Another problem that arises from the application of negative feedback around an amplifier block with delay is that the delayed component from the output arriving back at the input causes an echo effect. Such superposition of signals is said to cause noticeable alterations of the sound stage aspect of sound reproduction.

Some Possible Solutions

Negative feedback can work correctly if the amplifier that is to have negative feedback applied is very fast, has little internal noise, and has high immunity to induced disturbances. These conditions can be largely satisfied with the more expensive amplifier designs. It does cost money in design effort and parts cost to obtain these results.

The simpler and more “natural” result is to not use negative feedback at all. With this approach, the amplifier block A is made intrinsically linear. If we make a comparison between the amplifier of our previous example and a no feedback amplifier with the same gain of 10 we can see that the no feedback amplifier is directly driven with the input signal x of 0.1 V, a 100 times higher signal than the previous feedback amplifier example. It follows that the no feedback example is less sensitive to the disturbances outlined in the previous section. We therefore propose the following objectives:

1. Do not use negative feedback, not only the global overall type discussed above, but also the local type applied to each active device. Although this later type is less harmful than the global type, it is still to be avoided.

2. Use the minimum number of amplification stages. If it is possible, use only one. The less components the less are the manipulations and alterations of the delicate musical signals.

3. The signal level inside the circuit never to be smaller than the input signal itself.

4. The resultant amplifier still has to have the electrical characteristics (bandwidth, distortion level, etc.) comparable to those designs using negative feedback.

The only devices used in no feedback designs that satisfy points 1, 2, and 3 are vacuum tubes and used only in low level circuits like phono preamps, etc., otherwise there will be too much distortion. Using transistors, if we do not use negative feedback, there will be unacceptable distortions, much higher than with tube circuits. 

Fig. 3 shows an example circuit using JFET active devices. Its amplification AV is given by Av = gm R2 where R2 is the drain resistor value and fm is the transconductance of the JFET device. However, since gm is not constant with the JFET drain current, the gm parameter is the cause of the distortion in the circuit of Fig. 3. The JFET as well as bipolar transistors are not linear devices because their transconductances (the ratio of their output current change to input voltage or current change) are not constant but change with their output currents.
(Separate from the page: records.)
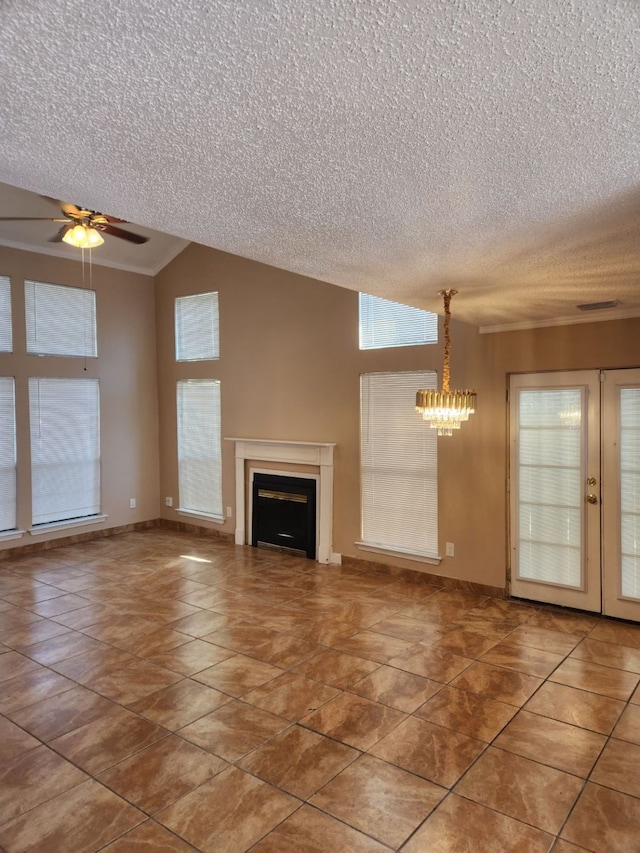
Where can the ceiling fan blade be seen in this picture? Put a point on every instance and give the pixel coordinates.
(31, 219)
(57, 238)
(70, 209)
(124, 235)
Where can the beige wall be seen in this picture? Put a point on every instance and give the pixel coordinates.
(290, 367)
(126, 368)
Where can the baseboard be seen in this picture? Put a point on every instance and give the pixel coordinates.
(188, 527)
(72, 539)
(424, 577)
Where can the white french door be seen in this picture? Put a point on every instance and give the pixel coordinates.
(575, 490)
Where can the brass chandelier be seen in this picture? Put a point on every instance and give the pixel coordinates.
(446, 410)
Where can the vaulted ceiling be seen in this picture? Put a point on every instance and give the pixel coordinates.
(391, 146)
The solution is to skillfully use complementary non-linearities. Combining equal devices two by two it is possible to eliminate their respective non-linearities. An example of this is shown in fig. 4. As in the circuit of fig. 3, the input signal is applied directly to the sensitive input (gate-source) of the device as R1 is fully bypassed by the capacitor C and is not attenuated as with global feedback circuits. The amplification of this circuit is given by Av = (R2+R3)/R2 and as such, there are only constant parameters. This circuit does have a deficiency in regard to its output impedance and the ability to handle large signals. An improved circuit is presented in fig. 5.

This last circuit satisfies all 4 of the points above and can be compared in parameters of distortion, bandwidth, noise level, etc. to traditional negative feedback circuits even though it was thought that these levels of performance could only be attained with negative feedback amplifiers.